The country is preparing a tender for the second phase of the Quarzazate solar plant after awarding the contract for the 160 megawatt first phase late last year.
The new tender will call for a further 300MW worth of solar power capacity. Initial bids will be solicited next month, and the tender will be floated soon after.
The contract will be awarded late this year or early next year, said Fouad Douiri, Morocco's minister of lands, mines and energy.
Further tenders will be launched in March, when four wind farms with a total capacity of 850MW will be put to the market.
Morocco's activity dwarfs anything under way elsewhere in the Middle East. Overall, the government wants a total of 6,000MW of renewable energy to flow into the grid by 2020.
The minister expects that Morocco will, over time, be integrated into a market for renewable energy stretching throughout the Mediterranean rim and Europe.
"Opening the market is very important to developing renewables.

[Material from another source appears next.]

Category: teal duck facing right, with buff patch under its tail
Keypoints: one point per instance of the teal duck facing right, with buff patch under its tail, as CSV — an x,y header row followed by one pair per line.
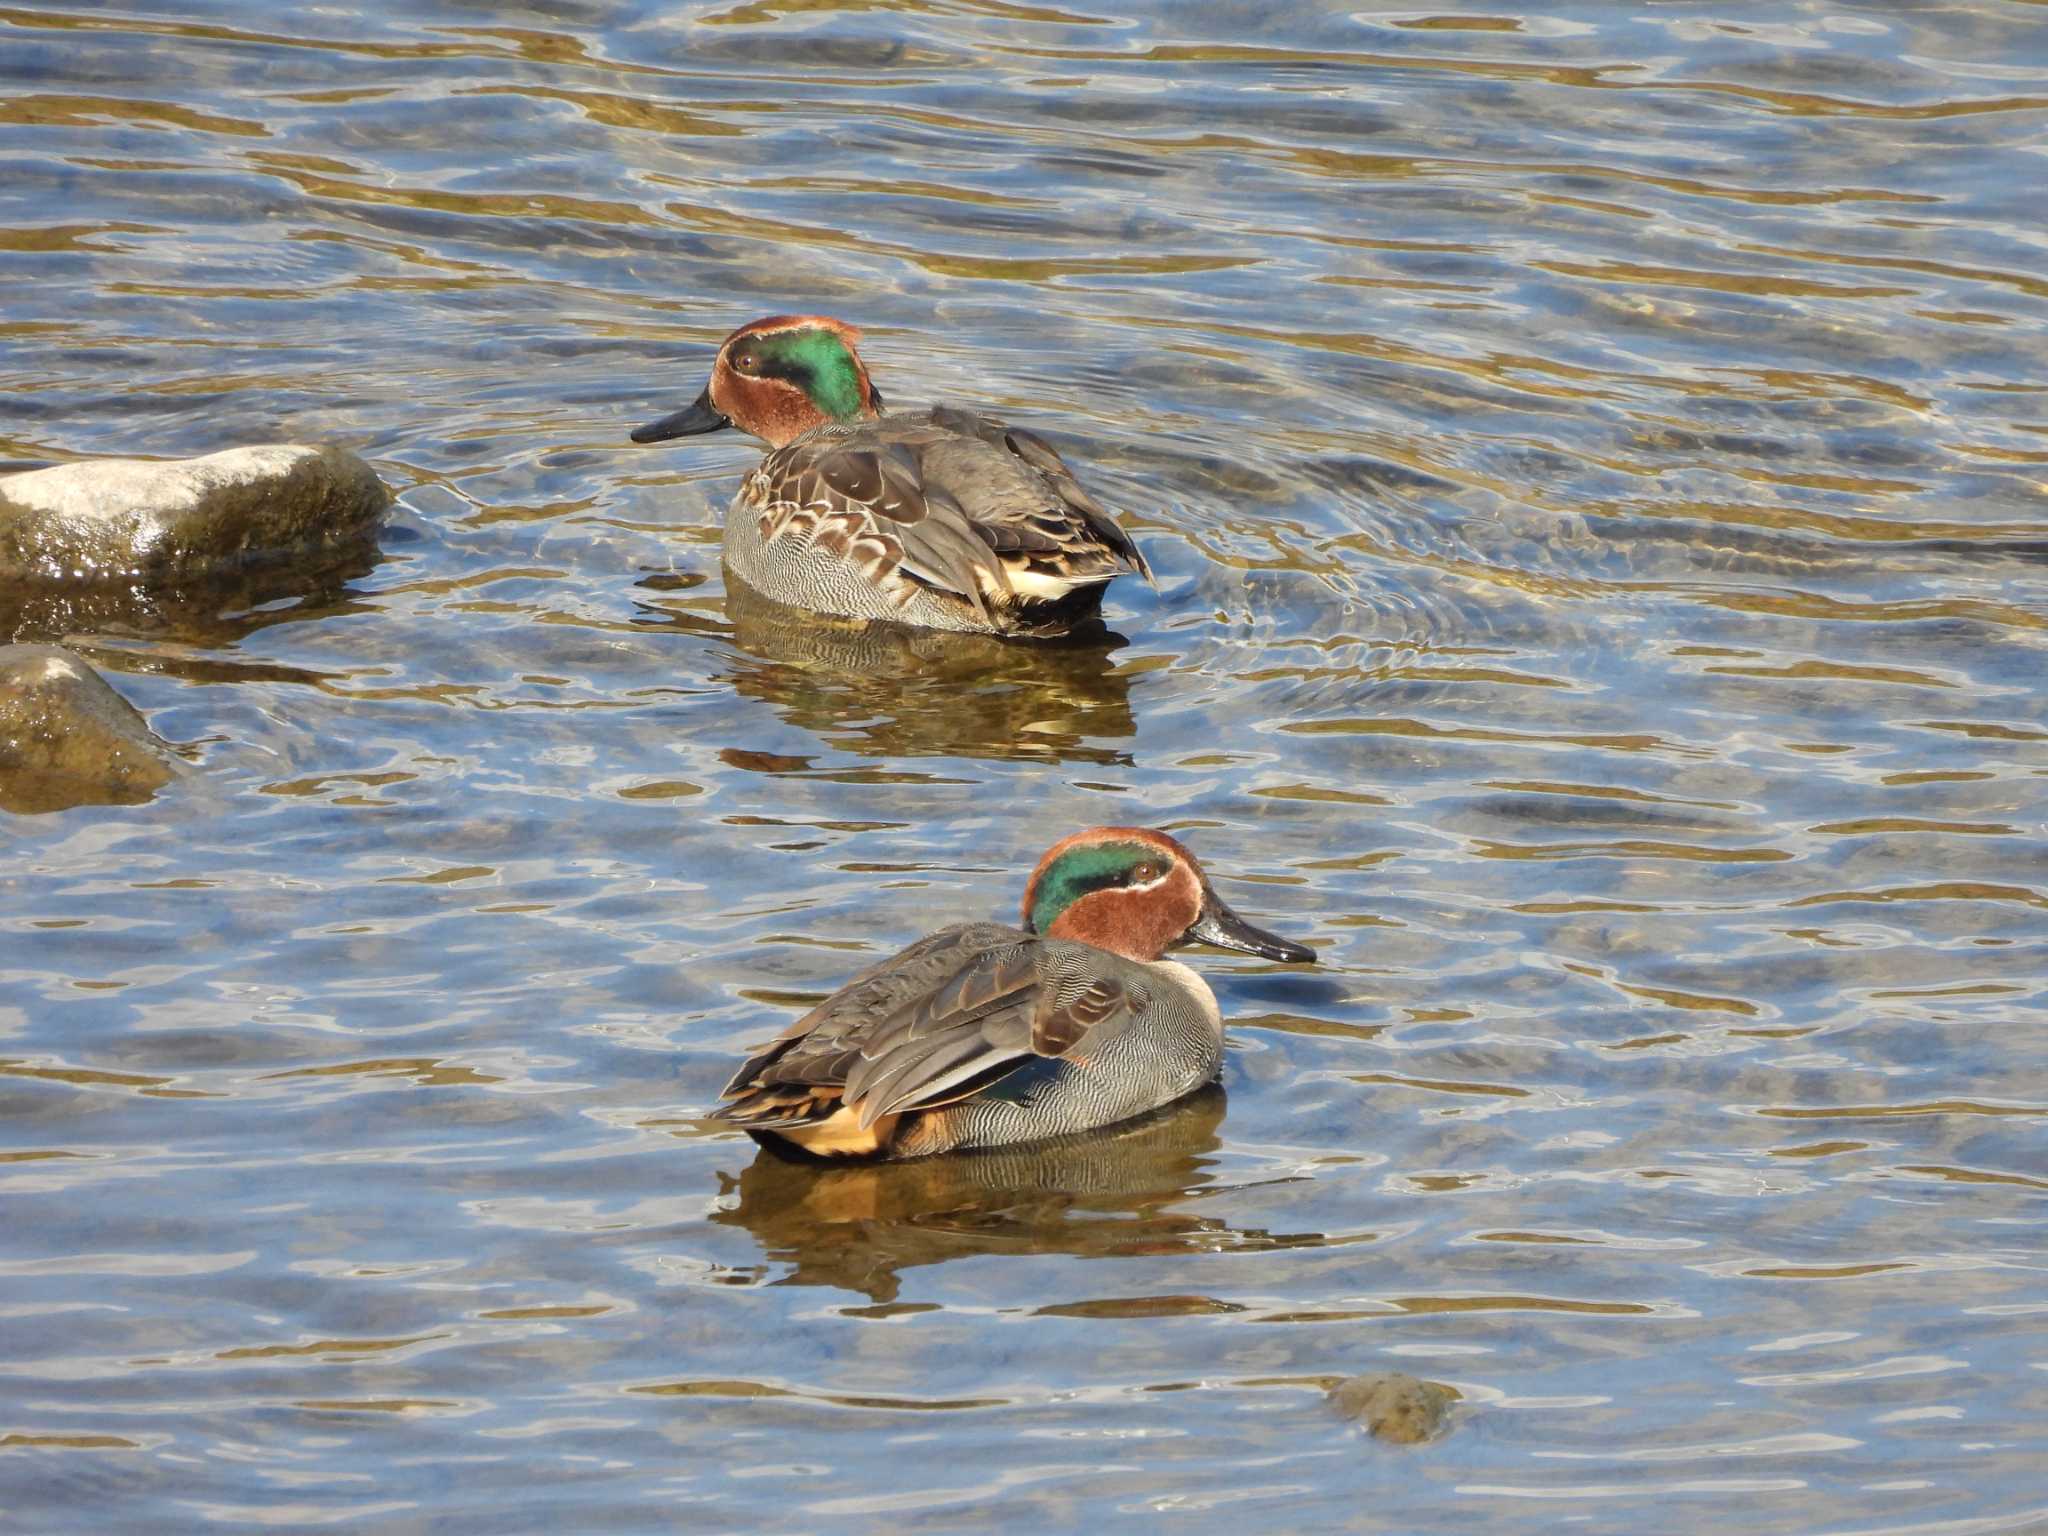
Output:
x,y
986,1035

It means that we will export, and import," said Mr Douiri.
An international market will stimulate competition and keep prices down, while countries benefit from interconnection by shifting excess capacity garnered during peak daylight hours.
A renewables market spanning the Mediterranean was first envisioned by Desertec, an initiative by European industry and governments that called for vast imports of solar power from North Africa.
The concept has since shifted to take into account domestic needs in the Maghreb, and Mr Douiri said he was optimistic that it would become a reality.
"In the midterm, I'm sure we'll find agreement with Spain, Italy, France, Germany and other companies, and that our energy operators will be in a cooperation-competition situation," he said.
Morocco and other countries in North Africa are turning to renewable energy in the absence of huge resources of hydrocarbons.